I was particularly worried because I have an aunt who had JUST been moved into assisted living in central Florida a week before the storm. Her facility received a mandatory evacuation, and the company moved her to a facility literally across the street from the Indian River on the east coast of Florida (central state). For those not familiar with Florida geography, there is an extremely thin strip of land just off part of the east coast up and down from the Cape Canaveral area, and the water between that strip and the mainland (peninsula) is not quite accurately named the Indian River. Any and all surge would come right on through to the water between the thin strip of land (basically a long barrier island) and the mainland. So essentially, her temporary emergency facility was literally right on the water!

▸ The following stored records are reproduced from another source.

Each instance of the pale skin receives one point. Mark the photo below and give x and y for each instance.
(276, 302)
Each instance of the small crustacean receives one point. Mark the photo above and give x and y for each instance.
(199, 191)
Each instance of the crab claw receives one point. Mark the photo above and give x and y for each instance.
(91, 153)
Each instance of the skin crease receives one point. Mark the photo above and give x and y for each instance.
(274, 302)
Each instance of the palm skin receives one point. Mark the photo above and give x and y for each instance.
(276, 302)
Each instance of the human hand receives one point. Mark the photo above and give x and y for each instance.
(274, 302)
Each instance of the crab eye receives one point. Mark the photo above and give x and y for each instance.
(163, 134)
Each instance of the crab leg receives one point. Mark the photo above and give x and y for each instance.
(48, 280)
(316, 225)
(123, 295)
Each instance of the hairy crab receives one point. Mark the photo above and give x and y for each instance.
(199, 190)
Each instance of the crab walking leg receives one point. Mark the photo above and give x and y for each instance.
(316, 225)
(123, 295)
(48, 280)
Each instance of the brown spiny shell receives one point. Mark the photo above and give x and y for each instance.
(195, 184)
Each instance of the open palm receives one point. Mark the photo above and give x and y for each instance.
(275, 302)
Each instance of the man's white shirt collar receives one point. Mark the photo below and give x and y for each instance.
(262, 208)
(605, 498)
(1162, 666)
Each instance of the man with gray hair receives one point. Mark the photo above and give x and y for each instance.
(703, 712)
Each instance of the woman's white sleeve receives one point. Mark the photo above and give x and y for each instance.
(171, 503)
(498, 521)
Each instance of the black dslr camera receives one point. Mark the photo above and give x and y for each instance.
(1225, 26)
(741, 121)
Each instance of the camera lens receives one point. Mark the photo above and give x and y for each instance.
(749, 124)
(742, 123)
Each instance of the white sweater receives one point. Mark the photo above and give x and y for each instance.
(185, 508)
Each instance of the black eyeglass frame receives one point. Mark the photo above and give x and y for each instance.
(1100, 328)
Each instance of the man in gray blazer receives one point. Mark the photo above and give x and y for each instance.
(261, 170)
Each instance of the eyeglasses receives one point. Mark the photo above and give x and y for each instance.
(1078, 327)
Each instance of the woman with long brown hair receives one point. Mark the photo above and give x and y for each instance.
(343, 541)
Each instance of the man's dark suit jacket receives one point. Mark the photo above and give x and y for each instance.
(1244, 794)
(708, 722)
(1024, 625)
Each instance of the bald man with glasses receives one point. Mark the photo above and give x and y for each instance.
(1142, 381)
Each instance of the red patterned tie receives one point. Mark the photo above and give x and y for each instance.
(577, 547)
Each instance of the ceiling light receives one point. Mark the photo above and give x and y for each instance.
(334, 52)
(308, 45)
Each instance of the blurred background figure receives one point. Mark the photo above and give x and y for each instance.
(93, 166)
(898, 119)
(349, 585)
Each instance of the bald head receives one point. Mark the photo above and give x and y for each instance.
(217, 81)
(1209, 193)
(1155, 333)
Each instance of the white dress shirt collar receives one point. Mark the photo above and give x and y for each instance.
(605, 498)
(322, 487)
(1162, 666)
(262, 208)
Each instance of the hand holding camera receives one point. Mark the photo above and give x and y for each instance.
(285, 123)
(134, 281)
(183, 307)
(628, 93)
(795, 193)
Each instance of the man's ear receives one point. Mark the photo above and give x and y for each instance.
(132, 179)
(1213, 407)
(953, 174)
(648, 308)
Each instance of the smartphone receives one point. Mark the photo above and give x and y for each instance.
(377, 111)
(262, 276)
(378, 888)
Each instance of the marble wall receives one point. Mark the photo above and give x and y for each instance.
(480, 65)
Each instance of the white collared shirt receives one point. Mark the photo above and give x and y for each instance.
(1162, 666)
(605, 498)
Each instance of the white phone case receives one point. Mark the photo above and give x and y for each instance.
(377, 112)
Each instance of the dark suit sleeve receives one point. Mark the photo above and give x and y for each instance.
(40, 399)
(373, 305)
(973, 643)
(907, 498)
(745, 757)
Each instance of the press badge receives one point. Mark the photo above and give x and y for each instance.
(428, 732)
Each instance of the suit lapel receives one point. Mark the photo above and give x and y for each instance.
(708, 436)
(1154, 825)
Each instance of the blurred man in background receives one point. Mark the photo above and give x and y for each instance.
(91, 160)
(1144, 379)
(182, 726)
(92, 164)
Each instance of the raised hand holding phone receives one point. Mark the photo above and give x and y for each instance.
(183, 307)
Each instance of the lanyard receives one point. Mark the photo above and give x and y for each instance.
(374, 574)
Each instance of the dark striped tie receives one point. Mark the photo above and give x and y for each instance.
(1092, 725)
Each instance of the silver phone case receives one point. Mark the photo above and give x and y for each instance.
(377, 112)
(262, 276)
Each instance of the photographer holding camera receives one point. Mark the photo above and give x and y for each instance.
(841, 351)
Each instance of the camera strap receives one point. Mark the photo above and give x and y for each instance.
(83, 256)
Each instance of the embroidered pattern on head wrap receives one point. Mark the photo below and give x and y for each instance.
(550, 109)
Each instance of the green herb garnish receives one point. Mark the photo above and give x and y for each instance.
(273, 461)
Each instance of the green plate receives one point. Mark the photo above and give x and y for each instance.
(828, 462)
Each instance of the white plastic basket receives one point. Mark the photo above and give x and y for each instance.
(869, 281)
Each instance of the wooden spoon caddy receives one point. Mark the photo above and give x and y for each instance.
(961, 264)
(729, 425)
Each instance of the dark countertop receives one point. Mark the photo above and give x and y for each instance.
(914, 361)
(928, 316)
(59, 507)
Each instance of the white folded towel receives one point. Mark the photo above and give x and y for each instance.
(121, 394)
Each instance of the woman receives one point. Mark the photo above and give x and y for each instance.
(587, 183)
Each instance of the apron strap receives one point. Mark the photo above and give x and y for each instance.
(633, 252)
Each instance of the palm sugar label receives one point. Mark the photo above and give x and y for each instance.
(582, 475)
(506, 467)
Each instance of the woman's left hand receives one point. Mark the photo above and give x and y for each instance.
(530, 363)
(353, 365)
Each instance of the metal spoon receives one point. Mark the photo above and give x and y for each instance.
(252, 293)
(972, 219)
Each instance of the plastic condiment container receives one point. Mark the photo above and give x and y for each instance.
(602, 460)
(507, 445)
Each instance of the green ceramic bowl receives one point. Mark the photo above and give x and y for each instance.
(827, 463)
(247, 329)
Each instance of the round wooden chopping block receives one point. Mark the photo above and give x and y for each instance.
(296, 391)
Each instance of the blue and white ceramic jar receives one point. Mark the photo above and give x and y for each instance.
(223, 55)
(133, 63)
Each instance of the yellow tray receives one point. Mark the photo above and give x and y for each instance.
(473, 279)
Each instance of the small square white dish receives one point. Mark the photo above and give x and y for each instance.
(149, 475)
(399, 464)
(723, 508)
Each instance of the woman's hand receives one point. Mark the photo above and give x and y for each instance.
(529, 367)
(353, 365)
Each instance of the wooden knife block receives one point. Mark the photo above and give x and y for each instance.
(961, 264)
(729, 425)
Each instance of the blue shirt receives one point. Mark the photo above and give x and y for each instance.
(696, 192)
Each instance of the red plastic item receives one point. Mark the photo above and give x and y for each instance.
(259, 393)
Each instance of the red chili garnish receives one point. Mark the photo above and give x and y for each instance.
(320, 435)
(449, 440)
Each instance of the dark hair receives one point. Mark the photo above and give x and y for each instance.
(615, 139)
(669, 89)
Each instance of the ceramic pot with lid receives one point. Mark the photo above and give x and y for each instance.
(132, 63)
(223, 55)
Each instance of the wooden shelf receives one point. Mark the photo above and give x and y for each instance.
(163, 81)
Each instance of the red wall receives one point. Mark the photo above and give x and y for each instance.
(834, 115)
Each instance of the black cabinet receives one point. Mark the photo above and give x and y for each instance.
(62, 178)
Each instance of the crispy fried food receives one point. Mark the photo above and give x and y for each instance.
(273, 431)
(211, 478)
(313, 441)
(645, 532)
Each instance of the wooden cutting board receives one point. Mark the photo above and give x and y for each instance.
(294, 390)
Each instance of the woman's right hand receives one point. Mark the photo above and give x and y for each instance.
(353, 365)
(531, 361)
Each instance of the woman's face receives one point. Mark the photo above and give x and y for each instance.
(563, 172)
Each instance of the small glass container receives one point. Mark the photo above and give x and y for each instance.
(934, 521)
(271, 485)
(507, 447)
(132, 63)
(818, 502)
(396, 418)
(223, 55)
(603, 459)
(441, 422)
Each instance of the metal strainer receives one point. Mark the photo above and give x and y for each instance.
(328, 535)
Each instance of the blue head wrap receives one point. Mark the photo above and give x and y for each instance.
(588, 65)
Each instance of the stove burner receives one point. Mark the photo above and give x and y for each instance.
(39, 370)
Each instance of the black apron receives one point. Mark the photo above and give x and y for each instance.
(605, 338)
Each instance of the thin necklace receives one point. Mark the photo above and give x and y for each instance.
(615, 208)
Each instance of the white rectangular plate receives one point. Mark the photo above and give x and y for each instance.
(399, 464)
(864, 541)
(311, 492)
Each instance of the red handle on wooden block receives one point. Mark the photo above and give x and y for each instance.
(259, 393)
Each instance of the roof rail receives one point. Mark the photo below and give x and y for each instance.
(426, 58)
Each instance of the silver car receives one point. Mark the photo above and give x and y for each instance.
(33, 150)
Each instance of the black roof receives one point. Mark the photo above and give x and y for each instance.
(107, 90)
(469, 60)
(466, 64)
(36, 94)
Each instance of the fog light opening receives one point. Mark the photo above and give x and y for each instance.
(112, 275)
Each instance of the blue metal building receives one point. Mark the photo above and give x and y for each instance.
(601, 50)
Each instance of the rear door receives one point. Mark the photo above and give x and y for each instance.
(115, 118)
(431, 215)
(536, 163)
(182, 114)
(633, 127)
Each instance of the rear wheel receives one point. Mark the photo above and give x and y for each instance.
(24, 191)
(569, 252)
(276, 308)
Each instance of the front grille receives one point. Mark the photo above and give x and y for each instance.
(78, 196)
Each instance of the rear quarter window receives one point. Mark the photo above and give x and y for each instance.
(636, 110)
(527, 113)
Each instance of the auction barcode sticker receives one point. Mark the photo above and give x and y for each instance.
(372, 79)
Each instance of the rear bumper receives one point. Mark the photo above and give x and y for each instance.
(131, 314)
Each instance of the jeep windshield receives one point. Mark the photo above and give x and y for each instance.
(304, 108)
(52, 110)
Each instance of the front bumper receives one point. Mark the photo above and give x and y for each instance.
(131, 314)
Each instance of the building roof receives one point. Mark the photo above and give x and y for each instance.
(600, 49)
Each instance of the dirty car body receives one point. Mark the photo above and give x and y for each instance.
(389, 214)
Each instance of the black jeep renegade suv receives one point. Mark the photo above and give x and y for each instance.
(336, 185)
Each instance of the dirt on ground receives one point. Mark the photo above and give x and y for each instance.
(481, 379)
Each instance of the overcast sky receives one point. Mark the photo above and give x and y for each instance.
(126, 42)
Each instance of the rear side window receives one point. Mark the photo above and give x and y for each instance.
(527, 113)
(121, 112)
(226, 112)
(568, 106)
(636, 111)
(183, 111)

Fortunately the surge did not become much of an issue, but they also lost power. I’m still trying to get word on her status, though I knew that the following day she was at least in an upper story room eating breakfast and drinking her coffee, so it was apparently reasonable. But I don’t know when they got power back on (it was off for a time, at least) or if/when she can return to her original facility halfway across the state.
Unfortunately, even with generators, if flooding occurs there will be no power. Remember, that’s exactly what happened with the Fukushima power station – the back up generators could not supply power because they were flooded. But even with that said, I simply cannot believe that nursing home allowed its residents to experience that much distress without having them moved to hospitals earlier. Beyond disgusting – it’s heartless. I saw a story earlier about a video that was taken of one resident who was laying on a gurney in a hallway completely naked – by choice – because of the heat in the facility. I don’t know what the answers are, and in some disasters the elderly and ill will often die in the aftermath. But there is so much more that people can do to relieve others, not thinking about how much extra work it is, or (worse) what it will do to the corporate bottom line. I can only sit and shake my head at this story, even two days after hearing it for the first time.
"Ye hear of wars in far countries, and you say that there will soon be great wars in far countries, but ye know not the hearts of men in your own land."